Yeah, any more resource limited place like a rural location, county hospital, or VA is typically going to be a better training environment. Flip side it can also blow to have to deal with everything yourself.
 
I doubt the specialists are just signing themselves up for random patients - someone had to call them, maybe your team isn’t doing a great job of sharing their consult thought process? It also sounds like the EM folks are more proactive at your institution than many others. For example, I’ve never had a patient where EM consulted ID for us, that’s almost always a consult placed by the primary team as part of their own work up. Not a knock on EM - their job is to stabilize, diagnose what they can, and consult the right people to keep the patient alive.
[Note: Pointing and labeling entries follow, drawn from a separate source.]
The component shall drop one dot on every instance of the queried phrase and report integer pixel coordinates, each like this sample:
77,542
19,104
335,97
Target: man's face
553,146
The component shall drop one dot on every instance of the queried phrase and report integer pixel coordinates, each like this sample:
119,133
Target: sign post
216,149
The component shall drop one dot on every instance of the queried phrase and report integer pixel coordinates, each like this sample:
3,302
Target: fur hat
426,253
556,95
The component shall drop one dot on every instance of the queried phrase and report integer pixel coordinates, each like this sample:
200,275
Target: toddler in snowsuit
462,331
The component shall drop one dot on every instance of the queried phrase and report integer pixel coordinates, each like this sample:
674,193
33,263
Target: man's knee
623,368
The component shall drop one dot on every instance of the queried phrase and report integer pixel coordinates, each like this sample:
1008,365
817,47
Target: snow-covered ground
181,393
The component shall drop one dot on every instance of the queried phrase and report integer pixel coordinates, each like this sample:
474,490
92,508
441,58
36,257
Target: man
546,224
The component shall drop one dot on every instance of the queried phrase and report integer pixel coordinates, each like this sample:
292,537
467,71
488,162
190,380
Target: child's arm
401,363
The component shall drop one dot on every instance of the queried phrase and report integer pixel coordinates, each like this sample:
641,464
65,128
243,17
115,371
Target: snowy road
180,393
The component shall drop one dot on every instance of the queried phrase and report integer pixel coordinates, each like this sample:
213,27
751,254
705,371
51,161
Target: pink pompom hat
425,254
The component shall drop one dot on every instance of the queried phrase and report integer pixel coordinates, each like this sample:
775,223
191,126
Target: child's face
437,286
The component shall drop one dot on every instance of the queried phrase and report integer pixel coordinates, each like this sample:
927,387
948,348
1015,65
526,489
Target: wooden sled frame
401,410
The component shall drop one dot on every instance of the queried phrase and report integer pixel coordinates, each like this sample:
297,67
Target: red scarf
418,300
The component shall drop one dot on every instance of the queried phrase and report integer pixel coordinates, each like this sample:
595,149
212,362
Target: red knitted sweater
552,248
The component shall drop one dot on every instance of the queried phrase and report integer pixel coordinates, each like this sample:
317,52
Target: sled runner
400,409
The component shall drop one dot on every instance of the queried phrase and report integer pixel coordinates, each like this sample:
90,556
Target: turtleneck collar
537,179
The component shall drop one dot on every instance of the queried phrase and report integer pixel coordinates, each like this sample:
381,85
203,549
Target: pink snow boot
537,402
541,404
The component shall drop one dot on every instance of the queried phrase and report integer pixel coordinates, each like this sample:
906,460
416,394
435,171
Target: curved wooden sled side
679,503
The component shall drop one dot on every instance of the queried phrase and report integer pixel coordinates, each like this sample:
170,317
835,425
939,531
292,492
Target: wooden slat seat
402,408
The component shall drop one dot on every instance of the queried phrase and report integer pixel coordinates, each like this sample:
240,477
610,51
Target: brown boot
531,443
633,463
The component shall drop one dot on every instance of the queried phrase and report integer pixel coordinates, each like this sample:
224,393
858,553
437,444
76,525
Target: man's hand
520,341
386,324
Most ID consults are sick but not actively crashing (if they’re crashing, EM/critical care is gonna be managing that part) so they can wait until a patient gets to the floor. Exceptions being stuff like mucor or nec fasc, but even then the emergent consult is going to be ENT/surgery before ID

ID is a GREAT service to rotate on though if you like big long discussions of wide differentials for unexplained fever/lymphadenopathy/“weird symptoms”. I find that super fun and house like. But you’ll also have lots of “MRSA bacteremia, please give antibiotic recs and tell us if we need an echo” consults too
This stuff varies across hospitals and different institutions. At one program I was at EM consulted everyone from Surgery to Endocrinology. At another place it was left to the primary team and the triaging attending’s roles differ across institutions. There’s different reasons for why these decisions are made and one way isn’t particularly better than another.